Si può affermare per quanto sopra che i simboli, i rituali, l’agenda, il dibattito, i linguaggi, la narrazione, l’offerta e l’intera comunicazione politica, oggi producono un’identificazione diretta fra spazio pubblico e media?

Per rispondere in qualche modo a tale domanda, potrebbe tornare utile prendere a riferimento quelli che ­ secondo chi scrive ­ rappresentano due aspetti centrali della recente comunicazione politica: l’opinione pubblica e l’immagine.

La prima però salta subito all’occhio per via dei contrapposti punti di vista di cui è oggetto. L’opinione pubblica rappresenta da un lato una moderna forma di espressione della volontà popolare per chi la vede come un fenomeno vivo che attraversa la storia del genere umano. Noelle-Neumann (1984) la definisce così la nostra “pelle sociale”, la superficie del nostro senso di appartenenza alla comunità che esalta o comprime le nostre possibilità di esprimerci liberamente. Dall’altro lato, c’è chi come Bourdieu (1976) vede l’opinione pubblica come un soggetto improprio, finendo con l’affermare che “l’opinione pubblica non esiste”. In effetti, accadimenti come quello di Madrid del marzo 2004, mettono in discussione l’idea stessa di opinione pubblica, nel momento in cui centinaia di migliaia di spagnoli cambiano il proprio indirizzo politico a seguito di un seppur importante ma singolo evento (mi riferisco sia alle stragi che al conseguente tentativo del governo in carica di manipolare i mass media).

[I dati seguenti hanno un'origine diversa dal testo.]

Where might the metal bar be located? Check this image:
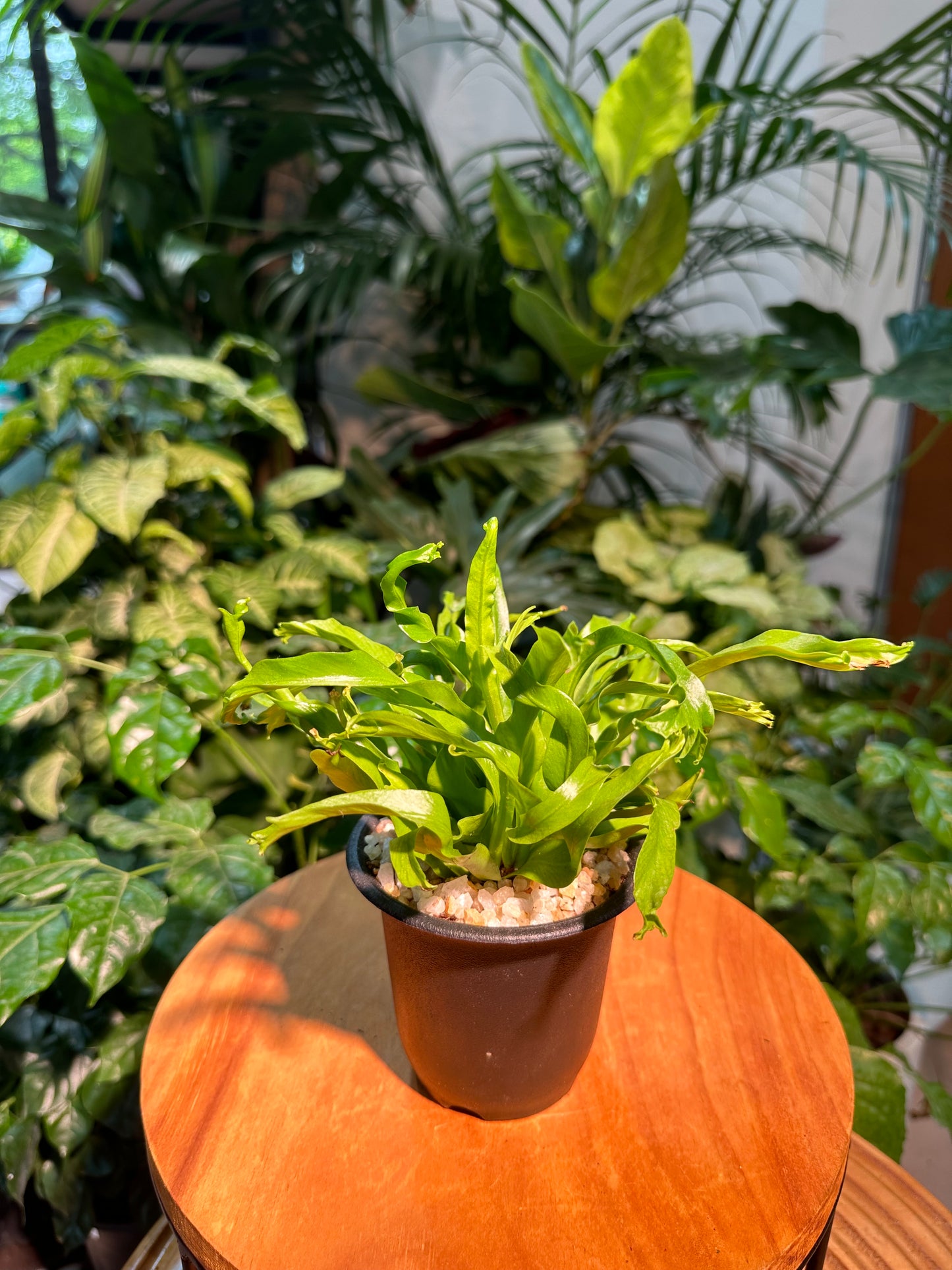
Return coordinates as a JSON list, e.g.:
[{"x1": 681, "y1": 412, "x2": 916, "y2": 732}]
[{"x1": 29, "y1": 0, "x2": 66, "y2": 203}]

E per quanto riguarda l’immagine?
Beh, per quella ci sono linee di tendenza più chiare.
Innanzitutto, l’abbondanza del numero di media a disposizione cambia le modalità di ricezione da parte dei cittadini. Emergono ­ come accennato all’inizio - abitudini di consumo della politica che assomigliano alle modalità di acquisto in un supermercato. Contenuti e messaggi politici riaffiorano ovunque; non solo nei contenitori informativi tradizionali. Si entra così in relazione anche con persone altrimenti non contattabili o non disponibili all’ascolto di questo o quel personaggio. Si produce inoltre un fenomeno di diluizione e, nel contempo, di ridondanza della politica. Nascono allora nuove professionalità come quella dello spin doctor. Il consulente che nel rapporto con i media ha lo specifico compito di far risaltare, da ogni qualsivoglia situazione, tutto il meglio di quanto espresso dal proprio leader-datore di lavoro. L’immagine forte e vincente del politico diviene il prodotto di chi interpreta la logica dei media.

Il cerchio è chiuso.

Giunti a questo punto, è credibile un’ipotesi che fa intravedere la scomparsa dei mass media? Ritornare all’alba della democrazia, in un mondo cioè che sostituisce i mass media con i personal media. Su questa strada - a mio avviso - il primo passo da compiere spetta ad ognuno noi. E’ quello di una maggiore azione interattiva, al momento appena agli esordi. Più che a un originario rapporto faccia a faccia, ritornare a un naturale e assiduo rapporto dare-avere.

26/5/5 ­ Leopoldo BRUNO

Materiale di riferimento:
Bardoel J., in European Journal of Communication, (1996), 293.
Bourdieu P., trad. it. L’opinione pubblica non esiste, Problemi dell’informazione, (1976), n.1, 88.
MazzoleniG., La comunicazione politica, Il Mulino, (2004), 76.
Meyrowitz J., (1985), trad. it. Oltre il senso del luogo, Baskerville, (1993), 463.
McQuail D., trad. It. Sociologia dei media, Il Mulino, (2001), 33.
Nimmo D.D. e Swanson D.L., The field of political communication, (1990), 22.
Noelle-Neumann E., (1984), La spirale del silenzio, Meltemi, (2002), 112.
Thompson J.B., (1995), trad. it. Mezzi di comunicazione e modernità, Il Mulino, (1998), 111.
Tonello F., Il giornalismo americano, Carocci, (2005), 135.